The son of a Russian lawmaker has pleaded guilty for his role in a cybertheft ring that allegedly stole over $50 million using hacked credit-card information, the U.S. Justice Department announced on September 8.
Roman Seleznev, 33, the son of Valery Seleznev, a member of Russia's lower house of parliament and outspoken critic of U.S. policies, pleaded guilty to one count of participating in a racketeering scheme, and another count of conspiracy to commit bank fraud.
The charges were filed in two separate cases in U.S. courts in Nevada and Georgia, and the plea deal for both cases was finalized on September 7, the department said.

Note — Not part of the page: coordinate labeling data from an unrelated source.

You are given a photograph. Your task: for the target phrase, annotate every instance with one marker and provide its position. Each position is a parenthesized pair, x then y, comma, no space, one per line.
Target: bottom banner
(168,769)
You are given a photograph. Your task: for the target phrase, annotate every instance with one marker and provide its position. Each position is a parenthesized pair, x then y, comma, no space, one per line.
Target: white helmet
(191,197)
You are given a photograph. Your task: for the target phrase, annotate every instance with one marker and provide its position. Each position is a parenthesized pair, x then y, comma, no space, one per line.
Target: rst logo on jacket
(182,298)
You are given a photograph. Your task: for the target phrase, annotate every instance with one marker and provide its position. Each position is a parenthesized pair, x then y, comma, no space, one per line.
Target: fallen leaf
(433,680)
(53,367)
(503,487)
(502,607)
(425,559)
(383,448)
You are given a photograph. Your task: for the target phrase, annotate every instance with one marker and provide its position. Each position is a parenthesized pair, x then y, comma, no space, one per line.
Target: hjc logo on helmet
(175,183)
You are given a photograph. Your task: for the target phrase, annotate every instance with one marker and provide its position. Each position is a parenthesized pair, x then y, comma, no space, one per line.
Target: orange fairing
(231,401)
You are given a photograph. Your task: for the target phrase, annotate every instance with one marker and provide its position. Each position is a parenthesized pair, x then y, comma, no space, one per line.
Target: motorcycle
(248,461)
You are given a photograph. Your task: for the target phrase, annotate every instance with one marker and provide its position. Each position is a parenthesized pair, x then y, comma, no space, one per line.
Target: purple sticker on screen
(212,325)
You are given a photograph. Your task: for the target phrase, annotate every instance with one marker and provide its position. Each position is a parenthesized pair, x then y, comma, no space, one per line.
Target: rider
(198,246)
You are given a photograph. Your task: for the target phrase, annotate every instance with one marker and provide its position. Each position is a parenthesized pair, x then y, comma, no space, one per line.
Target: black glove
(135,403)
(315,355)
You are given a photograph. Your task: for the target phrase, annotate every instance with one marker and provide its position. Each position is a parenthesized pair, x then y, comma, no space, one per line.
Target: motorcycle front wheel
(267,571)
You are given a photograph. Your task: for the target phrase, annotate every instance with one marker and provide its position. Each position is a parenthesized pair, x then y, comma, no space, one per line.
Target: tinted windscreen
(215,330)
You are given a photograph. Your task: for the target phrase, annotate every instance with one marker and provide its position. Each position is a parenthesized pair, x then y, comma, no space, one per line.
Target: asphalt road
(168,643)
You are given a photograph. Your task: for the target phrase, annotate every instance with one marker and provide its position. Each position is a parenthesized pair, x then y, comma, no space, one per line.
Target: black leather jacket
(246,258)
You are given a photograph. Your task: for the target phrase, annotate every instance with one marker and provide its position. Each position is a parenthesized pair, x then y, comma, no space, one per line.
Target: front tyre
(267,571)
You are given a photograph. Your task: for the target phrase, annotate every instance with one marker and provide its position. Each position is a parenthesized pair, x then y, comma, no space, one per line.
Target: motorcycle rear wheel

In April, Seleznev was sentenced to 27 years in prison for his role in a scheme to hack into computer terminals at U.S. businesses to steal credit card numbers.
He was arrested in the Maldives and brought to the United States to face charges. Seleznev and the Russian government have repeatedly criticized the arrest, calling it an unlawful "kidnapping."
Seleznev's attorney, Igor Litvak, said his client accepts responsibility for his role in the two hacking cases settled on September 8, but he intends to appeal his conviction and prison sentence in the earlier case.
"We still feel the way he was brought to the U.S. was illegal," Litvak told Reuters. "He was basically kidnapped."
The Nevada and Georgia cases involved a credit-card fraud ring known as "Carder.su," an online network used by criminals who traffic in stolen credit-card data.
In pleading guilty, Selenez admitted he got involved with the network in 2009 and sold stolen credit-card account numbers to other members for about $20 apiece. Prosecutors said the thefts resulted in losses of over $50 million for people whose card information was stolen.
At one point, the department said the schemers stole 45.5 million debit-card numbers from an Atlanta payment processing company and used them to withdraw over $9.4 million from ATMs in 280 cities around the world in less than 12 hours.
The scheme has resulted in charges against 55 individuals, with 33 of those arrests resulting in convictions, the department said.